With all that Fort Hood has become and continues to work toward, the community has worked with the military to make this the "Great Place." Campbell acknowledged the contributions that 26 community partners have made to Fort Hood over the last seven decades, noting that without the support, Fort Hood could not be the "Great Place."
"We could not be as successful as we are without the local communities," he said.
Campbell had special recognition for one of Fort Hood's good neighbors, as he announced the post's intention to memorialize Frank Mayborn, a man who has been widely attributed as a key player in the post's establishment near Killeen.
He was a former public affairs Soldier who left the Army in 1945 as a major. Mayborn settled in Central Texas and established himself as a newspaperman and business owner, as well as a good neighbor to Fort Hood.
Campbell said Fort Hood's East Gate will soon be named in memorial tribute as the Frank W. Mayborn Gate. The Temple and Killeen newspaper editor and publisher died in 1987.

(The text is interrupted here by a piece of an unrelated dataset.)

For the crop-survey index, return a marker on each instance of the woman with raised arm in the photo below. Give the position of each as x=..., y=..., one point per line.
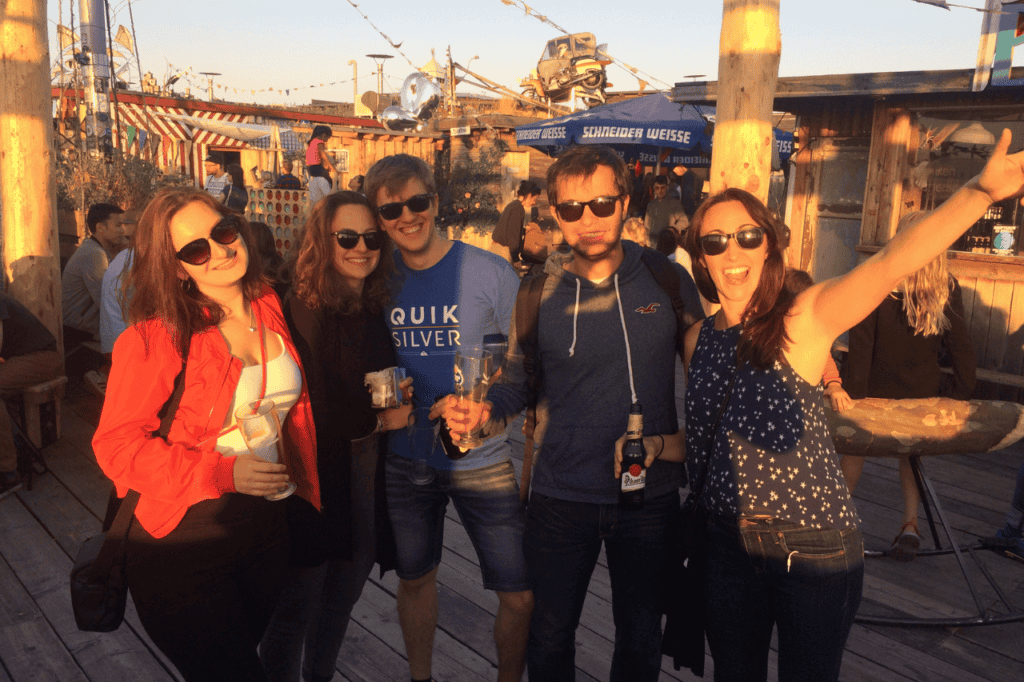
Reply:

Mayborn's wife, Sue, was at the ceremony for the announcement.
"This is a tremendous honor," she said. "I cannot think of a place where he'd rather be recognized."
Campbell said the gate dedication is just a small gesture of gratitude when balanced against all that Frank Mayborn contributed to Fort Hood, not the least of which was when he pushed for the installation to come to Killeen.
"As a member of Fort Hood's Good Neighbor program, he was indispensable to our effort to make informed decisions in the pursuit of lasting. Meaningful partnerships across the Central Texas community," Campbell said.
Mayborn, as president of the Temple Chamber of Commerce, organized and chaired a military affairs committee, which played a vital role in the early phases of Camp Hood, the general added.
In the 1940s, the area that is now Fort Hood was little more than rural farmland communities when the Army moved in and constructed wood buildings to house troops preparing to enter World War II and converted the land to give those troops training areas.
Camp Hood "forever changed the Central Texas landscape from rural farmlands to what we now call the Great Place," Elledge said.
Juanita Faucett, 89, remembers the day when Camp Hood opened. She was a 19-year-old who was more focused on the heat of the day than the history she was watching.
She was also there for the 70th anniversary.
Faucett, whose family was moved from their home when the Army took the lands to establish Camp Hood, has already seen Fort Hood from the beginning. She worked for the Killeen postmaster for 35 years, from 1948, until she retired in 1983.
"I saw Fort Hood develop," Faucett said.
Often, Faucett, because of her position at the post office, was keyed in on some of the developments at Fort Hood earlier than most.
"The postmaster was one of the first alerted," she said, adding that Fort Hood did not have its own postmaster so mail was routed through Killeen. From her vantage point at the post office, she watched the population at Fort Hood ebb and flow.
Faucett said it was great to attend the 70th anniversary and watch a 20-minute video produced by the installation's Visual Information section, which covered the Central Texas' 70 years of transformation and training Soldiers for combat.
"It brought back a lot of memories," she said. "It was wonderful today."
While the day brought back memories for Faucett, Fort Hood leaders continued looking forward.
"I think Fort Hood has a tremendously bright future," Campbell said. "By my estimation, Fort Hood is in good shape as we look to the future."